The customs of each country or village is one of the most important elements that keeps are traditions and our history alive in our minds. Some of these customs survived through time and some others exist only in our memories.
Some days before Christmas, the inhabitants of Vyzakia start preparing for the big feast.
The preparations mainly include cleaning of the entire house and the yard, painting of the external and internal walls, dusting etc.
On Christmas day, people go to church. After the service they receive communion and then they exchange wishes and kisses. Thereafter, they return to their homes and the entire family sits on the table for the traditional soup “avgolemoni” (made with eggs, lemon and rice) or trachana (traditional soup), in a pleasant environment.
New Year’s Day
On 31st December the housewives put a wreath olive leaves on the door of their house. They also bake the “vasilopita” which is a large traditional cake with a coin in it. The person who finds it is considered the luckiest person of the New Year.
On New Year’s night the owner of the house places a candle, a plate full of “kollyva” and a glass of wine for the Santa Clause. He also places a wallet on the table because they believed that the Santa Clause would bless it and fill it with money.
On New Year’s Day People go to church to attend to the service and when it is finished they exchange kisses and wishes.
When they return to their homes they step in with their right foot because they believed that this would bring them luck.

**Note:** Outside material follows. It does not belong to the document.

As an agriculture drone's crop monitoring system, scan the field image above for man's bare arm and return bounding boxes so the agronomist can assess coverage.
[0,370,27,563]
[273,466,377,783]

The Lent period begins on the Sunday of the Prodian Son and continues till the Sunday of “Tyrofagos” (last day of the Carnival). Usually, during this period, a lot of people masqueraded and went to friendly houses where they amused the owners. They put swings for the girl and some others played games, for example they hanged a raw egg on the roof and tried to grab it with their mouth. The housewives don’t clean the table that night. They leave everything till the next morning because they believed that otherwise something bad would happen to the owner of the house.
(a) Palm Sunday
On Palm Sunday, women took leaves from olive trees to the church. The leaves would remain in the church until Pentecost when they would be hallowed and taken back home for the traditional “kapnisma” (literally smoking). Specifically, the leaves from the olive tree were put in the “kapnistiri” (earthen-plated vessel) with cinder and used for the “kapnisma” of the houses and people. This practice is considered as apostrophic for the evil spirits and it survives to this day.
(b) Holy Week
On Holy Thursday the villagers go to church to attend to the service of the 12 Gospels concerning the Passion of Christ, His Crucifixion and His death. All the inhabitants go to church and offer flowers and wreath.
On Holy Friday young women chant the dirge (lamentation), while some myrrh-bearing women strew the epitaph with myrrh, aromas and flowers (lilies). Four soldiers stand around the epitaph to protect it. Thereafter, some men carry it on their shoulders and walk around the village. Then, all the people worship the epitaph and take one flower each.
Some days before the Resurrection, the housewives bake their traditional rusks and flaounes and on Holy Saturday they baked the eggs and dyed them red.
On Saturday morning, the bells toll merrily in order to invite the Christians to the happiest service of the Christian church. The priest says “THE CHRIST HAS RISEN FROM HIS TOMB” and everyone in the church knock on their stools and take off the black veils which covered the holy icons.
On Saturday night, some minutes before midnight the bells toll and send the message for the Resurrection of Christ. Outside of the church there is a big fire, called “Lampratzia” (eastern bonfire). At midnight the priest says “ defte lavete fos ek tou anesperou fotos” (come forward and receive light from the eternal light) and comes out of the church with the lay clerks for the Procession. People light their candles from the holy light and they all go in the yard of the church for the Resurrection Ceremony.
Then, people return to their homes. They eat the traditional soup “avgolemoni” (made with eggs, lemon and rice) or trachana, flaounes and they clink the red eggs wishing each other “Christos Anesti” (The Christ has risen) “Alithos Anesti” (truly He is raised).
On Sunday, they make the traditional lamb on charcoals and they celebrate the day with dance and songs.
In the afternoon, the Community Council organizes some events (including traditional games) in the village’s plaza. The events continue until Easter Tuesday.